In fact, my affinity for the game grew quickly, and the slightest sign of spring became reason to get out my baseball glove and bat. Once the temperatures hit the 60s, I would be full of anticipation for the coming Cubs season and for our parkway ballgames. I’d check the newspaper for news about spring training and search out neighborhood pals to play catch. I also became a fan of tabletop baseball games that used statistical charts and cards to simulate the performances of real-life baseball players — the forerunners of today’s sophisticated computer and video games.

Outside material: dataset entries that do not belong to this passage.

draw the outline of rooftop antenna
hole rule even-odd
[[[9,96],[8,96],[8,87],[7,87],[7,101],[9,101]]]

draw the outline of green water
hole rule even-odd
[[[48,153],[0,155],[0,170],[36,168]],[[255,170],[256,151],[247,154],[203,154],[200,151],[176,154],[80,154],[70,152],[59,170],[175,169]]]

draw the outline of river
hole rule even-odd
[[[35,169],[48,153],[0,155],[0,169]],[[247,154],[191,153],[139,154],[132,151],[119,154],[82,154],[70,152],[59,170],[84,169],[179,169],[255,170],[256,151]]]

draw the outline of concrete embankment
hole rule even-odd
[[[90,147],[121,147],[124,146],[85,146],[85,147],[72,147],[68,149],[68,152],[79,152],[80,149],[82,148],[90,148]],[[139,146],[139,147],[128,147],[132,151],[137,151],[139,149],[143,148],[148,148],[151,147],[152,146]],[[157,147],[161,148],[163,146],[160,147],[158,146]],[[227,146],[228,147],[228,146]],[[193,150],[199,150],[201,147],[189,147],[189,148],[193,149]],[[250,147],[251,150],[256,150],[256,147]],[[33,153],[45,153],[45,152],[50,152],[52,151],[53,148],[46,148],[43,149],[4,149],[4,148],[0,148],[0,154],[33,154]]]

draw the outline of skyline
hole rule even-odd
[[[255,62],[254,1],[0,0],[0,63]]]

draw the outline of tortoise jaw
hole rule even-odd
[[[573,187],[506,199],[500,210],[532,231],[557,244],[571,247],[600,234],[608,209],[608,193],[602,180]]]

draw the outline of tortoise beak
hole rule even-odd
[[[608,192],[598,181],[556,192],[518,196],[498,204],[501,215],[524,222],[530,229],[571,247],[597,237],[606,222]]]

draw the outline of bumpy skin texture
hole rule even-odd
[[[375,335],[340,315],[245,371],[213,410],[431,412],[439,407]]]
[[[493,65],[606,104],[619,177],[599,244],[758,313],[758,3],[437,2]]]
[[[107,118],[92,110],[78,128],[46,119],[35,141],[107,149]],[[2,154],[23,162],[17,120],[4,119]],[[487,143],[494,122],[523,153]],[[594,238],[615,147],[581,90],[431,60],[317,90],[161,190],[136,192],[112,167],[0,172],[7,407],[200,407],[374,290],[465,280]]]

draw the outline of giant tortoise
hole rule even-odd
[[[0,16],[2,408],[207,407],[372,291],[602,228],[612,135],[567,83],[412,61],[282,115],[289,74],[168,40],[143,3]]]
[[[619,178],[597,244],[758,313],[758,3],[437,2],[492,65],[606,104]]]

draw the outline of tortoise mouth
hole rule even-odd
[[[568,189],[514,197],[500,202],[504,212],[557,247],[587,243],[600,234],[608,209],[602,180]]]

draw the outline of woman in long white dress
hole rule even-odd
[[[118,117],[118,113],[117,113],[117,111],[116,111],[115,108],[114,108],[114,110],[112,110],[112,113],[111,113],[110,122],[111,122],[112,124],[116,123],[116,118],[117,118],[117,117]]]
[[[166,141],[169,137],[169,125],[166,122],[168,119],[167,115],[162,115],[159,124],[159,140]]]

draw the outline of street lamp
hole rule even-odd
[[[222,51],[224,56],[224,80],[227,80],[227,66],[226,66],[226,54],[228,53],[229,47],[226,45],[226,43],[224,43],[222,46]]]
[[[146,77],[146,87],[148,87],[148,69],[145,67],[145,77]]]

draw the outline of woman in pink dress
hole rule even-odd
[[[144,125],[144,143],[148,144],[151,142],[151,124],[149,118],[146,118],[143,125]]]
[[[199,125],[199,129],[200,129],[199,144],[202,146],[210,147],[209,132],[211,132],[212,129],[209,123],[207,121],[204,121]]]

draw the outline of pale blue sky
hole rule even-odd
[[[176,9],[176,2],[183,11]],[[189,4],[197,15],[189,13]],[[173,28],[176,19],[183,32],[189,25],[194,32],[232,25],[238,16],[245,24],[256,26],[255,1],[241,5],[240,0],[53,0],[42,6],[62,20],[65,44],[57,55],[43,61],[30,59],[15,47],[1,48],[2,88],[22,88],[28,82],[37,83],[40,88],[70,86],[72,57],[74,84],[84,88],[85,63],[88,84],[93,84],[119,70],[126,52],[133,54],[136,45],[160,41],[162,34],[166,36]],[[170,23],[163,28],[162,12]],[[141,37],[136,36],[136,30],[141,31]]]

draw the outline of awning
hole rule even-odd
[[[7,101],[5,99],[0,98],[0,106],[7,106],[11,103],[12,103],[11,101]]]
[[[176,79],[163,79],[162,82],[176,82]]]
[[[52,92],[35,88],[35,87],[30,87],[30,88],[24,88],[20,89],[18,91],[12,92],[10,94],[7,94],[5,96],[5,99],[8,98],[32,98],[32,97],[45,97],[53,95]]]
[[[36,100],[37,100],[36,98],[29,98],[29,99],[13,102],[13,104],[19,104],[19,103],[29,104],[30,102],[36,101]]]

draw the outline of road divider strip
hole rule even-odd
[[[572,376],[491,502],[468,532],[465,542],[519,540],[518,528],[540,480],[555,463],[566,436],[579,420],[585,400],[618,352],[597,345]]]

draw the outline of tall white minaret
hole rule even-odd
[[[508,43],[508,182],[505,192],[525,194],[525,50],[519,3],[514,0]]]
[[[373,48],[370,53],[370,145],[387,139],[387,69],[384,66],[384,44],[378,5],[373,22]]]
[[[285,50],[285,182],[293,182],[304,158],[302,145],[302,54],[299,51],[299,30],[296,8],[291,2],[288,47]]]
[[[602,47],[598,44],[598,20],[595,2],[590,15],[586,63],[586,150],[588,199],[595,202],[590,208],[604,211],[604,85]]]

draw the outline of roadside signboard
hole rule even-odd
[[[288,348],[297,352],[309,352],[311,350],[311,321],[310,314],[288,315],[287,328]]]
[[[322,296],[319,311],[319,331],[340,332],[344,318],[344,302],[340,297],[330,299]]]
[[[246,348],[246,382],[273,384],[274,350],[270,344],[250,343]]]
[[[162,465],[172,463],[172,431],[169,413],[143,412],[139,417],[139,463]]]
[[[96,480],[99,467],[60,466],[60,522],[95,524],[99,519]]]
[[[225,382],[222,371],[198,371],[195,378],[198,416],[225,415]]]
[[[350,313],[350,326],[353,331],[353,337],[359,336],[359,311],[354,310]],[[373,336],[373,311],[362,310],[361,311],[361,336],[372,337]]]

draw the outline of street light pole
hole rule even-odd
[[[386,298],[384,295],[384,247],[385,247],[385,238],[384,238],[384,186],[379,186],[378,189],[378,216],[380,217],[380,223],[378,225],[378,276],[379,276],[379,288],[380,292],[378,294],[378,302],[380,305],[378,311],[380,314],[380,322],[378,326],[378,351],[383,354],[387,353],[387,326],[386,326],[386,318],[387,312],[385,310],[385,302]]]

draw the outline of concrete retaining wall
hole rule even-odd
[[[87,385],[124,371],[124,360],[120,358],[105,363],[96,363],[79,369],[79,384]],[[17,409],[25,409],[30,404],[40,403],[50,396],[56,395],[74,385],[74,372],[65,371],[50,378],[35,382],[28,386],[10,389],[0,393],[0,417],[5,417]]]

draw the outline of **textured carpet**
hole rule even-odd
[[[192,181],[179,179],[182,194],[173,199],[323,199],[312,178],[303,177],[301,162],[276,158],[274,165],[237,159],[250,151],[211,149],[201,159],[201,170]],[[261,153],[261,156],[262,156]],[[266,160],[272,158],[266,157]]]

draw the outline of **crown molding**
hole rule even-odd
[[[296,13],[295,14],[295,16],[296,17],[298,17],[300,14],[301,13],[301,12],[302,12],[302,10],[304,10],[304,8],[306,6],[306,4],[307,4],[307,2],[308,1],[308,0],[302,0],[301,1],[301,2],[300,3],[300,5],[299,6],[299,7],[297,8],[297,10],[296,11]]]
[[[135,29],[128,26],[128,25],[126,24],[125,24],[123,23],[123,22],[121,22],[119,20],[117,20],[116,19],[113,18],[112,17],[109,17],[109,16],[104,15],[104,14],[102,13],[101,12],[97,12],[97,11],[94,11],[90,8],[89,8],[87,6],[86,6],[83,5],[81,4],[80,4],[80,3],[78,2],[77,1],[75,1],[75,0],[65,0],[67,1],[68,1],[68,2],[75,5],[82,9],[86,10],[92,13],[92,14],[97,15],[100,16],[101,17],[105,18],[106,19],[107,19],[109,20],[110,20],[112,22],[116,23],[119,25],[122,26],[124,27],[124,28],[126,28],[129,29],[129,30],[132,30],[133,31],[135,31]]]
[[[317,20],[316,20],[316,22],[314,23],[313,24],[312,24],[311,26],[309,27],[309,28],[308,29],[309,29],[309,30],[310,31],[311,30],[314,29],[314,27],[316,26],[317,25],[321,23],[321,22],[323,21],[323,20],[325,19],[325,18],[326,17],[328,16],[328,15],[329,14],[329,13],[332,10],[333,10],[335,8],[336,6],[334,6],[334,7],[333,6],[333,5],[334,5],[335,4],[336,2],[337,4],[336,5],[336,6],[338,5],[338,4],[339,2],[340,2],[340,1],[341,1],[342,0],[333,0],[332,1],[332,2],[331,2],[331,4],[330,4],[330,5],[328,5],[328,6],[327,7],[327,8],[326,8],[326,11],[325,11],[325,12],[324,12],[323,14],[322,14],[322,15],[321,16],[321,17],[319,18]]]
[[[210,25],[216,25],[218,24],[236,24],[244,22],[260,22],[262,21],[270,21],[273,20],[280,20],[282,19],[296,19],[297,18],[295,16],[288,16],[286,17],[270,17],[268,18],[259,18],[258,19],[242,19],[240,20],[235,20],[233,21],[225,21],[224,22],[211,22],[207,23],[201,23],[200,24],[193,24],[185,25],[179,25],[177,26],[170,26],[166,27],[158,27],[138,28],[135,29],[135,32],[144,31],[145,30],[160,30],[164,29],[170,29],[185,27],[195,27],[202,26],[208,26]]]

As I got older my focus on baseball waned. But after I graduated from law school, I rediscovered the game. I was in New York City by then, and in the mid-1980s it was still possible to get Mets grandstand seats for under $10. I shared a pair of season tickets with friends during the Mets 1986 World Series championship season, and it was a blast. I also joined fellow Legal Aid Society lawyers for weekly softball games in Brooklyn’s Prospect Park. Yup, those were good years.
Today, I’d be in better physical shape if I was still playing softball, instead of anticipating the start of fantasy baseball season and playing baseball board and computer games! Whatever. Until this snow starts to clear up, any manifestations of baseball around here will be virtual anyway.